I know how what I am saying is incredible repugnant to some people here. I see no flaws. But I can't help but flinch away from taking all those ideas seriously. Although I am currently trying hard. I suppose the post above is a baby-step.

This video pretty much is the window to my soul. You see how something can be completely rational yet feel ridiculous?

Less Wrong opens up the terrifying vistas of reality that I tried to flee from since a young age.

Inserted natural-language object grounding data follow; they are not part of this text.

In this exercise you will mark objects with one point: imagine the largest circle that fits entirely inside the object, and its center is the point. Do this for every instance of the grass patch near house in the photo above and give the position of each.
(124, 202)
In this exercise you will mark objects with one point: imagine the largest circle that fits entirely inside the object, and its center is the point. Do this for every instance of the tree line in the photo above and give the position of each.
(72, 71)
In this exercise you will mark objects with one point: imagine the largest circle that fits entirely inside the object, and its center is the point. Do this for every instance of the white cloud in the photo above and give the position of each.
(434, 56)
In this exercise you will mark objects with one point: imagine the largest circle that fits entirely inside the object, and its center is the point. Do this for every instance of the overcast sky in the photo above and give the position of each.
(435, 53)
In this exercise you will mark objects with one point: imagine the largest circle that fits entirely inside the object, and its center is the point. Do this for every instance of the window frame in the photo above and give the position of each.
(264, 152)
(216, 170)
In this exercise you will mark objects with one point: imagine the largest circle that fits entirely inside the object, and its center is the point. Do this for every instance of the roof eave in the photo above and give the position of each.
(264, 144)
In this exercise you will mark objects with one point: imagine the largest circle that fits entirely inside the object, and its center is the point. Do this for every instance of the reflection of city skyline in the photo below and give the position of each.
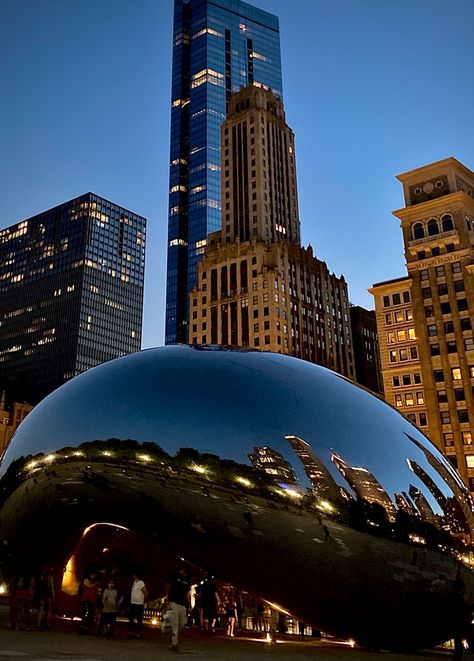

The most merciful thing in the world, I think, is the inability of the human mind to correlate all its contents. We live on a placid island of ignorance in the midst of black seas of infinity, and it was not meant that we should voyage far. The sciences, each straining in its own direction, have hitherto harmed us little; but some day the piecing together of dissociated knowledge will open up such terrifying vistas of reality, and of our frightful position therein, that we shall either go mad from the revelation or flee from the light into the peace and safety of a new dark age.

-- The Call of Cthulhu

I felt compelled to try and see if I can make it all vanish.

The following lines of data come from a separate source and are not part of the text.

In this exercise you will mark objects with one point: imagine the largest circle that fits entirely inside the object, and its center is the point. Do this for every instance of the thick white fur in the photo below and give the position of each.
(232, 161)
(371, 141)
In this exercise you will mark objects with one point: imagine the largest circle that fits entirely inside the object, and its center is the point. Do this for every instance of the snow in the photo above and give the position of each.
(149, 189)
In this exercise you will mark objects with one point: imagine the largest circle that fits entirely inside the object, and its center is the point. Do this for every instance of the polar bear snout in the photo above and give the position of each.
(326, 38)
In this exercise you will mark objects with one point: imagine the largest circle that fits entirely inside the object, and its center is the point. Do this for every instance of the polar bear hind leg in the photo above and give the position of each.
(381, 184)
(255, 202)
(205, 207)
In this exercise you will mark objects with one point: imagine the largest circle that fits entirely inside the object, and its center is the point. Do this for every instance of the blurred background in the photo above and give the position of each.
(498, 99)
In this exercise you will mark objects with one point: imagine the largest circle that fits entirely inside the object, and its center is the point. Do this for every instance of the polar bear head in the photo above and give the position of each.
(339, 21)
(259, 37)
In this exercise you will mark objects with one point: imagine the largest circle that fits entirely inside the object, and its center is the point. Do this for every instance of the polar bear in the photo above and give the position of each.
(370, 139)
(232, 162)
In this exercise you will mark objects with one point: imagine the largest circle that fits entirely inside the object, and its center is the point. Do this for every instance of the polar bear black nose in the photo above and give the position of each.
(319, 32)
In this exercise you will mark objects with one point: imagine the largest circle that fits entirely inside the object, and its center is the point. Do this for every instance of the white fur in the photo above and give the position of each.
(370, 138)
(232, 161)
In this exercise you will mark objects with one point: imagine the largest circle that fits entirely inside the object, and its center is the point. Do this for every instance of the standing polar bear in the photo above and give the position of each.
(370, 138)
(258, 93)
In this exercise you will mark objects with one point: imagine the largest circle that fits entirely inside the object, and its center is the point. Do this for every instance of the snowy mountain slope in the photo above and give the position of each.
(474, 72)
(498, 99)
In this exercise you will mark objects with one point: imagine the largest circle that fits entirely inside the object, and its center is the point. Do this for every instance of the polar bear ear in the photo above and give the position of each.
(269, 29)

as the process that explains the local decrease in entropy

I don't think so. It increases entropy, in fact.

http://www.amazon.com/Evolution-Entropy-Science-Conceptual-Foundations/dp/0226075745

Human history provides us with many examples [17][18][19] that make it abundantly clear that even the slightest advance can enable one group to dominate others.

There are also counterexamples of technologically underprivileged groups resisting quite successfully. I think there might be a chapter on this in War Before Civilization.

Beware positive bias.

Regarding the vast 'mind design space', it gets infinitely smaller when you are to stop considering the theoretical stuff based on oracles and realize that the classical computing AI - the one still competing with us for resources - can only square or cube current processing power before it runs out of things in the universe.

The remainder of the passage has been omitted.